The Mushajinji Ritual Dispels Bad Luck & Brings Good Fortune
This is a ritual which not many people have heard of, even the locals. It is called the Mushajinji ritual, which is a military archery ritual held at Kyoto’s Kamigamo Shrine. It is said that the origin of this event started in the imperial court during the Heian period as means to dispel bad luck.
It is a special event where people dressed in traditional attire shoot arrows at a target 1.8 meters wide. By shooting arrows at the target, they are praying for good fortune as well as to repel evil away for the coming year.
Symbols of the Targets & Arrows
The targets are not just any targets that you have seen before. They have the word oni written on the back, which means “demon” or “ogre”. So, as you might have already guessed by now, the targets symbolise misfortune, whereas the arrows act as purifying agents.
The ritual usually takes place in mid-January at 11am in the morning. If you want to be in the front row however, I strongly recommend that you arrive early, probably about an hour earlier. If not, you would have to keep on tip-toeing or go all the way to the back, nearer to the entrance of the shrine where you can’t see what’s happening.

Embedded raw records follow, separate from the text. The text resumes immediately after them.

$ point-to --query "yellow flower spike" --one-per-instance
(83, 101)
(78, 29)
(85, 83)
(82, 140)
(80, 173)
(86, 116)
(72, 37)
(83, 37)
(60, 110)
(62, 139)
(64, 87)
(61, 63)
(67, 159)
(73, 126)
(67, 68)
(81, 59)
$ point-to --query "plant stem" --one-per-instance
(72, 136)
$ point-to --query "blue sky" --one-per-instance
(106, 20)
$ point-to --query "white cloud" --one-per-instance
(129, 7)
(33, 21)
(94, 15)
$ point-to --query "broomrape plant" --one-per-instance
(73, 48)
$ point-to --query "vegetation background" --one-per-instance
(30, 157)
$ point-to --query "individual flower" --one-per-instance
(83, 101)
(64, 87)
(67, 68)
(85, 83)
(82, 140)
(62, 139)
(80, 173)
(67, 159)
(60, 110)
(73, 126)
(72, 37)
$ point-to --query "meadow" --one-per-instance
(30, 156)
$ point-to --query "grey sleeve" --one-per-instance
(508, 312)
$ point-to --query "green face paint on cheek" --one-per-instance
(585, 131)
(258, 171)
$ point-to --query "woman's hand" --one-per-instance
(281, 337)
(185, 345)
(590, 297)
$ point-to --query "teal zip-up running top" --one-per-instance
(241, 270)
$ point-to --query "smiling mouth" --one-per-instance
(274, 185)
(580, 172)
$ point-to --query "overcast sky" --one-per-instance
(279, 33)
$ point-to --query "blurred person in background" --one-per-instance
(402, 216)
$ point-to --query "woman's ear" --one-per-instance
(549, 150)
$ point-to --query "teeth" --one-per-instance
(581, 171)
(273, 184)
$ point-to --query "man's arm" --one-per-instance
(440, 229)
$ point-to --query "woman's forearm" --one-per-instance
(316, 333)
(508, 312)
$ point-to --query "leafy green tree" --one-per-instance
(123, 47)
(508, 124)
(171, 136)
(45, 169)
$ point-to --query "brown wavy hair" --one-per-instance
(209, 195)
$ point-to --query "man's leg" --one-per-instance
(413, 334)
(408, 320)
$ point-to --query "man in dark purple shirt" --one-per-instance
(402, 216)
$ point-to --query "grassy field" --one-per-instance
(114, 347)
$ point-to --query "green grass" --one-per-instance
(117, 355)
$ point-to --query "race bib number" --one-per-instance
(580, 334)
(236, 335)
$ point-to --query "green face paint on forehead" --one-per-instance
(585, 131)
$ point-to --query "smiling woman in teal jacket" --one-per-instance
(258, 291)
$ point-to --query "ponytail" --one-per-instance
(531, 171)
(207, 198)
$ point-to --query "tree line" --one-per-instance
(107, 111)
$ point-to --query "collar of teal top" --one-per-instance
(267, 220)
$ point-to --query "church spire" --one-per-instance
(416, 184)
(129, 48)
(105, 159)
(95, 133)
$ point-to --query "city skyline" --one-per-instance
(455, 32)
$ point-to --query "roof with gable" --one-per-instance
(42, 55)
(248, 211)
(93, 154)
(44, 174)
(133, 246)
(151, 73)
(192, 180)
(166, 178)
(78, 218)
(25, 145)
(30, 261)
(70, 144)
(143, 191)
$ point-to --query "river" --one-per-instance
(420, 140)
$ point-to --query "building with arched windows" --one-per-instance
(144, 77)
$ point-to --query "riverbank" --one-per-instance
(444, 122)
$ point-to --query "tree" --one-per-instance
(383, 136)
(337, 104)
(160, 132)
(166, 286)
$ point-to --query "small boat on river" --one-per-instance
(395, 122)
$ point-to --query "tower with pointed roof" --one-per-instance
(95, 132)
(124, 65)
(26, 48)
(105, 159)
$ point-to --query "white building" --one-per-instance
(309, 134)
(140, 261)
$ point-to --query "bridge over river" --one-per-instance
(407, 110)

Anyway, at 11am, you can see a host of men and women in old style court attire assemble in the open grounds on the shrine precincts. Two priests will then officially begin the ceremony by firing special whistling arrows at the targets before the other archers line up to fire off volley after volley.
I have seen it myself and honestly speaking, when my friend first invited me to observe this ritual, I wasn’t quite interested. I thought it’s just a typical archery event, where all I’m going to see is a man with a bow let fly a quiver of arrows.
Everything Was Done to Perfection
But I was wrong. The entire ritual was done to perfection. The archers were very detailed in everything that they did, starting from the beginning when they were preparing to shoot until the act of firing the arrow. It was definitely a sight to see. The elegance, perfection, respect and emotions being put into this ritual was very impressive. I’ve got to say that I was indeed very lucky to have captured all of these elements in my photos. I couldn’t thank my friend enough.
When Will It Be Held This Year?
This year, the Mushajinji ritual will take place on the 16th of January and it starts at 11am. Admission is free. So if you are interested, I recommend you go check it out, and maybe let me know what you think about the event!